Does changing one single bit consume less cycles per byte than adding/subtracting/xoring an entire processor word?


Let's suppose I change one single bit in a word and add two other words.

Does changing one bit in a word consume less CPU cycles than changing an entire word?

If it consumes less CPU cycles, how much faster would it be?


Solution

  • Performance (in clock cycles) is not data-dependent for integer ALU instructions other than division on most CPUs. ADD and XOR have the same 1-cycle latency on the majority of modern pipelined CPUs. (And the same cycle cost as each other on most older / simpler CPUs, whether or not it's 1 cycle.)
    See https://agner.org/optimize/ and https://uops.info/ for numbers on modern x86 CPUs.

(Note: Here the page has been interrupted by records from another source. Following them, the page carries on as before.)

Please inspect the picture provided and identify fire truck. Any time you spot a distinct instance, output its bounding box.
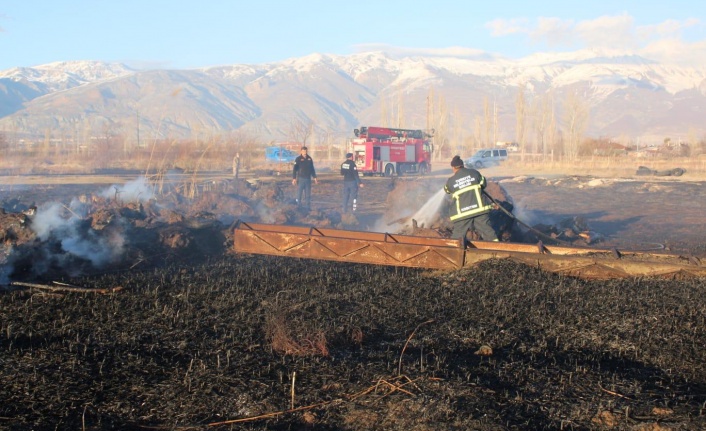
[350,127,434,177]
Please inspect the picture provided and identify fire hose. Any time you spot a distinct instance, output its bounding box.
[483,190,572,246]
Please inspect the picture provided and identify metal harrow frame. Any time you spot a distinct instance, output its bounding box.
[233,221,706,279]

    Lower power can indirectly affect performance by allowing higher boost clocks without having to slow down for thermal limits. But the difference in this case is so small that I don't expect it would be a measurable difference on a mainstream CPU, like the efficiency cores of an Alder Lake, or even a mobile phone CPU that's more optimized for low power.


    Power in a typical CPU (using CMOS logic) scales with how many gates have their outputs change value per cycle. When a transistor switches on, it conducts current from Vcc or to ground, charging or discharging the tiny parasitic capacitance of the things the logic gate's output is connected to. Since the majority of the (low) resistance in the path of that current is in the transistor itself, that's where the electrical energy turns into heat.

    For more details, see:


    ADD does require carry propagation potentially across the whole width of the word, e.g. for 0xFFFFFFFF + 1, so ALUs use tricks like carry-lookahead or carry-select to keep the worst case gate-delay latency within one cycle.

    So ADD involves more gates than a simple bitwise operation like XOR, but still not many compared to the amount of gates involved in controlling all the decode and other control logic to get the operands to the ALU and the result written back (and potentially bypass-forwarded to later instructions that use the result right away.)

    Also, a typical ALU probably doesn't have fully separate adder vs. bitwise units, so a lot of those adder gates are probably seeing their inputs change, but control signals block carry propagation. (i.e. a typical ALU implements XOR using a lot of the same gates as ADD, but with control signals controlling AND gates or something to all or block carry propagation. XOR is add-without-carry.) An integer ALU in a CPU will usually be at least an adder-subtractor so one of the inputs is coming through multiple gates, with other control signals that can make it do bitwise ops.

    But there's still maybe a few fewer bit-flips when doing an XOR operation than an ADD. Partly it would depend what the previous outputs were (of whatever computation it did in the previous cycle, not the value of one of the inputs to the XOR). But with carry propagation blocked by AND gates, flipping the inputs to those gates doesn't change the outputs, so less capacitance is charged or discharged.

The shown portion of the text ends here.